UpScrolled Forensic Artifacts on iOS

Introduction

UpScrolled is an emerging social media platform that continues to gain rapid adoption. As with any social media application, it presents potential evidentiary value in digital forensic investigations. This research documents the identification and structure of UpScrolled chat artifacts recovered from an iOS device using an iTunes-style logical backup extraction.

Application Data

Application artifacts were successfully recovered via a standard iTunes backup extraction. A preliminary review of the extracted data revealed that UpScrolled application data can be found in the following path within the iOS filesystem:

/private/var/mobile/Containers/Data/Application/{UUID}

Within this location, user-generated content and application data were stored in the Documents directory:

/private/var/mobile/Containers/Data/Application/{UUID}/Documents

Chat Database

UpScrolled stores chat data in a SQLite database named using the format: db_{UserID}.sqlite

This naming convention indicates chat data is segregated by user account.
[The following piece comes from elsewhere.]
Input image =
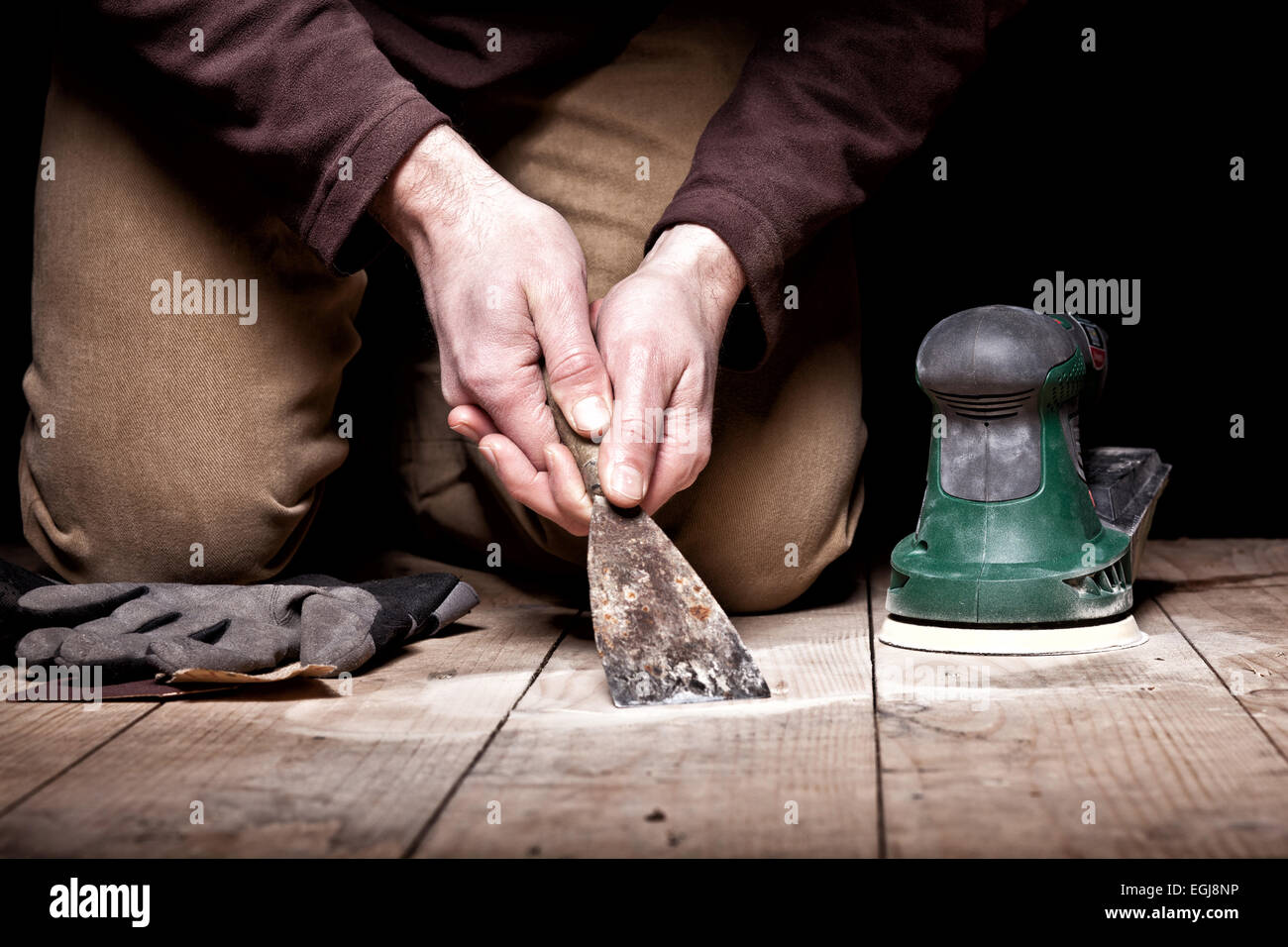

Such a design enables multiple accounts to coexist on the same device without data commingling, while also providing a direct mapping between database files and specific user identities.

All tables within the database were accessible using standard SQLite forensic tools and could be parsed without encryption or obfuscation.

Figure 1. SQLite database schema overview

Database Structure and Forensic Significance

Several tables within the database contained artifacts of high evidentiary value, particularly those associated with user identity, message content, communication timelines, and user interaction states.

connection_events Table

The connection_events table contains metadata associated with the authenticated user. Of particular forensic value is the own_user column, which stores a BLOB object containing:

  • User ID

  • Account name

  • Username

  • Visibility status

  • Number of unread messages

  • Active status

  • Verification status

members Table

The members table identifies all participants associated with chat channels, including the local user account. The extra_data column contains structured metadata describing each participant’s role within the conversation (Figure 2). This table is useful for reconstructing communication relationships and identifying involved parties. 

Figure 2. Members table showing channel participants and metadata

messages Table

The messages table is the primary source of evidentiary communication content. It contains both message bodies and associated metadata required to reconstruct conversations.

Relevant columns include:

  • message_text
    Contains the plaintext content of chat messages.

Figure 3. Message content stored in message_text column
  • local_created_at
    Records the timestamp when a message was created by the local device user.

  • remote_created_at
    Records the timestamp associated with message creation across all participants. This field provides a consistent timeline of communication regardless of sender.

  • user_id
    Identifies the sender of the message.

  • channel_cid
    Represents the unique identifier of a chat channel. 

  • extra_data
    Contains a BLOB object storing metadata related to the message and channel. This field includes important forensic indicators such as:

    • is_invitation: Indicates the message represents the initial chat invitation

    • is_invitation_acceptance: Indicates acceptance of the chat invitation

    Figure 4. extra_data column showing invitation indicator

reads Table

The reads table contains read-receipt artifacts for each participant. Specifically, it records:

  • The user ID of the participant

  • The last message ID viewed

  • The timestamp associated with the read event

users Table

The users table contains identity and account metadata for all users associated with chat channels, including the local user. One of the most significant forensic artifacts in this table is the created_at column, which records the timestamp when the account was created. 

Conclusion

UpScrolled chat artifacts can be successfully recovered from iOS devices through logical extraction methods such as iTunes backups or other forensic tools with equivalent capabilities. These artifacts are stored in user-specific SQLite database files that can be examined using standard database forensic tools without requiring specialized decoding.

Analysis of these databases provides direct access to message content, participant identifiers, channel associations, and detailed timestamp information. Additionally, supporting tables contain account metadata, communication relationships, and read-receipt activity. These findings demonstrate that UpScrolled chat data can be reliably acquired and analyzed using standard mobile forensic methodologies.